No caso, a impetrante se inscreveu no Vestibular/2017 concorrendo como candidata às vagas destinadas às cotas raciais do Curso de Direito (matutino), se autodeclarando negra (cor parda), e recebeu as informações
constantes do Manual do Candidato, entregues a todos os concorrentes, que esclarece que a autodeclaração depende da confirmação pela comissão indicada pelo Conselho de Ensino Pesquisa e Extensão da UEL (mov. 30.3). Assim, a candidata ora impetrante/apelante tinha conhecimento de que a homologação de sua matrícula estava sujeita a entrevista com Comissão encarregada de avaliar o seu enquadramento nas cotas raciais, nos termos das Resoluções nº 15/2012 do Conselho Universitário (art. 8º, c/c o § 3º do art. 2º) e nº 45/2016-CEPE (art. 9º, § 3º, c/c o art. 91). Os arts. 2º, §3º e 8º, da Resolução CU nº 12/2015 estabelecem que: "Art. 8º Considera-se negro o candidato que assim se declare e que possua pele de cor preta ou parda e outros traços fenotípicos que o identifique como pertencente ao grupo racial negro. § 1º Enquadram-se nesta opção somente os candidatos pertencentes ao grupo racial negro. § 2º A ascendência negra não será fator a ser considerado na condição de ser negro. § 3º A avaliação do enquadramento dos candidatos a esses traços fenotípicos será realizada por comissão conforme artigo 8." "Art. 8º. A homologação da matrícula dos candidatos que optarem pela reserva de vagas para negros, conforme descrito no art. 2º, será realizada por por uma Comissão indicada pelo Conselho de Ensino, Pesquisa e Extensão (CEPE) composta por: I- Coordenador do Núcleo de Estudos Afroasiáticos (NEAA);
II- Representante do Núcleo Regional de Ensino; III- Representante do Conselho Municipal de promoção da Igualdade Racial de Londrina (CMPIR); IV- Representante da Pró-reitoria de Graduação (PROGRAD); V- Representantes da Coordenadoria de Processos Seletivos (COPS); VI- Representante discente. Parágrafo único. A comissão será composta por servidores da Universidade, representantes da comunidade externa e do Conselho Municipal de Promoção da Igualdade Racial de Londrina, estas duas na proporção de até 1/3 (um terço) do total dos membros."

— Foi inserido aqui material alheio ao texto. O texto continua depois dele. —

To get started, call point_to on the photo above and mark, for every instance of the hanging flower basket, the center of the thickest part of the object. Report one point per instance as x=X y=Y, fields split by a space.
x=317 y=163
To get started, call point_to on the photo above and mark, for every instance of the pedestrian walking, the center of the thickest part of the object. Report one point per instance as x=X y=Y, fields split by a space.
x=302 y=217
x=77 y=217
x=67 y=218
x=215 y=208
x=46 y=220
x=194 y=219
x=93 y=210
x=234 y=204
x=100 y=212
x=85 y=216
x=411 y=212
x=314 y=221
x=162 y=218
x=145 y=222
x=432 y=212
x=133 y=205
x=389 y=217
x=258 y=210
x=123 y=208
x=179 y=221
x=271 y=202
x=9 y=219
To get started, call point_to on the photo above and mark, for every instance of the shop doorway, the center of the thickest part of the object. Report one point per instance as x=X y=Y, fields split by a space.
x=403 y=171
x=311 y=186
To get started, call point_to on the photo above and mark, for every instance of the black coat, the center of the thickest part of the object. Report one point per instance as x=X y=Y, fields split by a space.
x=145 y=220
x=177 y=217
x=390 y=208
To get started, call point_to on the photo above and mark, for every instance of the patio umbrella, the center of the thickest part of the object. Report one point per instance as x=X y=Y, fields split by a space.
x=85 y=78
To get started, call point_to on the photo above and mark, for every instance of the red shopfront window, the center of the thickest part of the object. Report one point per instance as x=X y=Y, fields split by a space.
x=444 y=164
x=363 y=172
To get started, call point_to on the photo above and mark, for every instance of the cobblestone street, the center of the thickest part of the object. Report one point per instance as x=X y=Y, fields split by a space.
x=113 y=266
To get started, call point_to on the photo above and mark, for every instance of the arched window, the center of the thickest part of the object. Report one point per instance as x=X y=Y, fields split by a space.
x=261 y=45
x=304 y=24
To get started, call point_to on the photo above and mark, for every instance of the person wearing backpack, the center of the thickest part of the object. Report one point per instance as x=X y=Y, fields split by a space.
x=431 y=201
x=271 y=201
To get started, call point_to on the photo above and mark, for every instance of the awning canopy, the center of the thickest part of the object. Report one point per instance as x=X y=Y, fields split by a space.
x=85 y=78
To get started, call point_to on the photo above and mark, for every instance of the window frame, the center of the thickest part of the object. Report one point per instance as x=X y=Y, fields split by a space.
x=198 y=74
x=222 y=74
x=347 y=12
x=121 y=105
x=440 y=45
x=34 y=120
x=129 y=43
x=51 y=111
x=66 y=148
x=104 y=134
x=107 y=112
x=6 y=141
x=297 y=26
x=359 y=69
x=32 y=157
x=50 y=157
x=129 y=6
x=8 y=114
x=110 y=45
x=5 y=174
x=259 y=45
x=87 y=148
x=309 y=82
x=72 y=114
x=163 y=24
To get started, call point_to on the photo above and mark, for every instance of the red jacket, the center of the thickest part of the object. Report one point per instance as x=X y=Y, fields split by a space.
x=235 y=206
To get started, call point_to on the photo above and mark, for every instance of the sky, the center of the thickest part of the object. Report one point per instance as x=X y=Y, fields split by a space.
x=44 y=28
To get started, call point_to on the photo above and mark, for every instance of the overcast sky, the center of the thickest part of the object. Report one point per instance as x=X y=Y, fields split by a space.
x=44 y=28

Os arts. 9º e 91 da Resolução CEPE n. 45/2016 possuem redações praticamente iguais: "Art. 9º Considera-se negro o candidato que assim se declare e que possua pele de cor preta ou parda e outros traços fenotípicos que o identifiquem como pertencente ao grupo racial negro. § 1º Enquadram-se nesta opção somente os candidatos pertencentes ao grupo racial negro. § 2º A ascendência negra não será fator a ser considerado na condição de ser negro. § 3º A avaliação do enquadramento dos candidatos a esses traços fenotípicos será realizada por comissão, conforme Art. 91". "Art. 91. A homologação da matrícula dos candidatos que concorrerem pelo sistema de cotas para candidatos autodeclarantes negros oriundos de instituições públicas brasileiras de ensino e convocados como cotistas negros oriundos de instituições públicas de ensino será feita por uma Comissão indicada pelo Conselho de Ensino, Pesquisa e Extensão (CEPE),
exclusivamente para este fim, composta por membros da comunidade interna da UEL e da comunidade externa."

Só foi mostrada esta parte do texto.